Have students work in pairs or groups of three. Give a quote to one student, who has to tell it to the second student. The second student then has to run across the room and tell the quote to the third student, who writes it down piece by piece. You can also have them do a dictation back-to-back or, if you’re daring and feel like riding a wave of barely-controlled chaos, have them say/shout the quote across the room to their partners.

A good example here is a quote by Sidonie Gabrielle Colette, which is partially fun just because her name is challenging to spell:

What a wonderful life I’ve had! I only wish I’d realized it sooner.

Completing quotes

Perhaps you remember the game Mad Libs. In that game, you had a story with multiple blanks, and you only knew what part of speech was missing (e.g., you’d need to say an adverb, and the person taking notes would write the adverb you said into the story). The result was often bizarre or nearly incomprehensible, but every now and then, it was hilarious.

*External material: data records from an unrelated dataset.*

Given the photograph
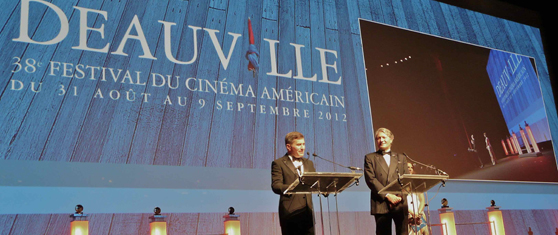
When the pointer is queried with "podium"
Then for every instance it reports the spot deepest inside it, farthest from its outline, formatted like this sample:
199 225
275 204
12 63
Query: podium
415 183
324 183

How about an example? Here is a longer quote that you can convert for this game, but really any quote can work. I’ll give you one that you can try right now.

OK, I’ll need:

  • (1): An action in a daily routine.
  • (2), (5), (8), (11) and (14): Five sensations/emotions.
  • (3), (4), (6), (7), (9), (10) and (12): Seven body parts.
  • (13): A gerund (-ing) action verb.
  • (15): A person.

Now, plug them into the following quote:

If I could have just one wish, I would wish to (1) every day to the (2) of your (3) on my (4), the (5) of your (6) on my (7), the (8) of your (9) on my (10), and the (11) of your (12) (13) with mine…knowing that I could never find that (14) with anyone other than (15). 

– Courtney Kuchta

If you want to use that quote, the original is:

If I could have just one wish, I would wish to wake up every day to the sound of your breath on my neck, the warmth of your lips on my cheek, the touch of your fingers on my skin, and the feel of your heart beating with mine…knowing that I could never find that feeling with anyone other than you.

If You’ve Made It This Far, You Will Probably Be OK

As you can probably tell, I really get into conditionals. If you still think you don’t like them or let out that old familiar groan when you have to teach them to your students, I understand.

I used to be in your shoes. And I don’t imagine that this article will replace the mutterings of “Ugh, Grammar” with “Yeah, Grammar!”

But I do hope that it will be useful and help you with your lesson plans.

And remember: If you make it fun and interesting for your students, it will be fun and interesting for you, too!